Refsum disease is a very rare metabolic disorder usually resulting from mutations in PHYH that impair the body's capacity to metabolize phytanic acid. It impacts many parts of the body, but for Alan, it has caused significant vision loss, hearing loss and physical signs on his hands and feet.

“I was severely underdiagnosed for years,” he says. “I don’t feel cheated, but I do feel that if I had a more thorough exam the doctor would have initially discovered that I have the classic physical attributes from my thumbs to my feet that Dr. Refsum wrote about in the 1950s.”

After receiving his diagnosis, the greatest challenge he faced was rediscovering a sense of self-worth in a world that places importance on who you are and what you do.

“I had to eventually leave my job selling office equipment at Xerox Corporation,” he says. “I realized in my loss of work that there was loss of structure and how I managed my day. Everyone defined themselves by what they do, so that was the hardest part, I did not have something to tell someone. It really impacted me in a negative way.”

Alan with his wife and two daughters on graduation day

Supported by his family and the local organizations he connected with, Alan embarked on a journey of self-discovery, taking on volunteer opportunities until he carved out his own path of fulfillment.

“I took the sadness of the moment and figured out what I can do to make life better,” he says. “It’s a story I am proud of. I was down as low as I possibly could have gotten, but I found a way through. I found a way to be of service, to use my knowledge to help others and create a brighter present.”

Formerly serving as the Chairman of the Board of Directors for the Department of Human Services in Connecticut, he now has assumed the role of Chairman for the First Selectman's Advisory Committee for People with Disabilities in Greenwich.

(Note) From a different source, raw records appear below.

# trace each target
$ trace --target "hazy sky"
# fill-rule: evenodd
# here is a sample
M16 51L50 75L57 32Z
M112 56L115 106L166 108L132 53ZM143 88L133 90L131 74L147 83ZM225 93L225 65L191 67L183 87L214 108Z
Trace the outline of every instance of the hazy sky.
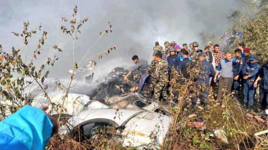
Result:
M67 75L72 66L72 41L60 30L63 24L61 16L70 16L76 4L79 16L89 19L75 43L76 59L80 59L96 42L108 21L113 25L113 32L101 40L87 55L89 57L114 45L118 46L117 50L98 61L96 75L101 75L115 67L132 64L134 54L149 60L156 41L161 45L166 40L176 41L182 45L199 41L201 31L222 35L230 26L226 16L232 10L241 9L240 1L0 0L0 44L5 50L12 46L22 48L21 39L11 32L21 31L23 21L30 21L30 29L42 23L48 34L41 61L55 52L52 45L58 45L64 52L56 53L60 59L52 75ZM38 38L36 36L30 41L29 55L34 50ZM25 51L23 52L25 55Z

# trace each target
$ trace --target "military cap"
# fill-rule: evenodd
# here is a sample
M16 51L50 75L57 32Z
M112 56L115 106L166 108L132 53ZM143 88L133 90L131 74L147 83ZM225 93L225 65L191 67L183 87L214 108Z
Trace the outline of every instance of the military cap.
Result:
M170 52L171 51L175 51L176 52L176 50L175 49L171 49L170 50L168 50L168 52Z
M176 45L176 42L175 41L172 41L171 42L171 43L170 43L170 45L172 46L175 46Z
M255 55L251 55L249 57L249 60L255 60L258 59L258 57Z
M174 46L174 49L175 49L175 50L177 50L177 49L181 49L181 47L180 47L179 45L176 44Z
M209 41L209 42L208 42L206 44L207 44L207 45L210 45L210 44L212 45L212 42Z
M198 56L199 57L200 57L200 56L205 56L205 54L204 54L204 53L203 52L200 52L198 53Z
M199 46L199 44L198 44L198 42L194 42L194 43L193 43L193 47L194 48L195 47L198 47L198 46Z
M168 41L166 41L164 43L164 44L170 44L170 43L169 43L169 42Z
M250 53L250 49L249 48L245 48L244 49L244 52L245 53Z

Alan also dedicates his time to working with Coffee for Good, a local organization committed to providing training and competitive job placements for individuals with disabilities.

“We help take people post-high school to develop their talents and abilities, so they are ready for work in several industries,” he says. “We help with self-assessment, resume building, interviewing and work placements.”

Since opening two years ago, the organization has successfully facilitated the placement of 18 individuals into local jobs across various industries, and at present, 24 individuals are undergoing training.

“It’s very hard to break the stigma when you have a disability. People may not trust that you can get the job done, but I am most proud of giving a voice to people who for one reason or another cannot raise their voice loud enough,” he says.

Alan posing with his guide dog while holding a World Read Aloud Day sign

Alan’s vision and hearing have remained stable over the years due to drastic lifestyle changes, including his diet. Early diagnosis for certain retinal diseases and syndromic conditions may help patients make lifestyle changes to preserve their vision and overall health.

“Being mostly vegan has been beneficial for me as a Refsum patient. With the guidance of the Global DARE Foundation, I have been able to enhance my diet with low to no phytanic acid foods to help manage my condition,” he says.

Alongside his loving family and trusted guide dog, Denise, Alan continues to remain optimistic about his future and the prospects of retinal degenerative disease treatments.

“The Foundation Fighting Blindness brought me to this point. My Refsum journey would not have happened without the Foundation and all the work that was done,” he says. “I am very fortunate. I may have lost my job, but I have a great family who loves me and takes care of me. I am happy that I can still see their smiles.”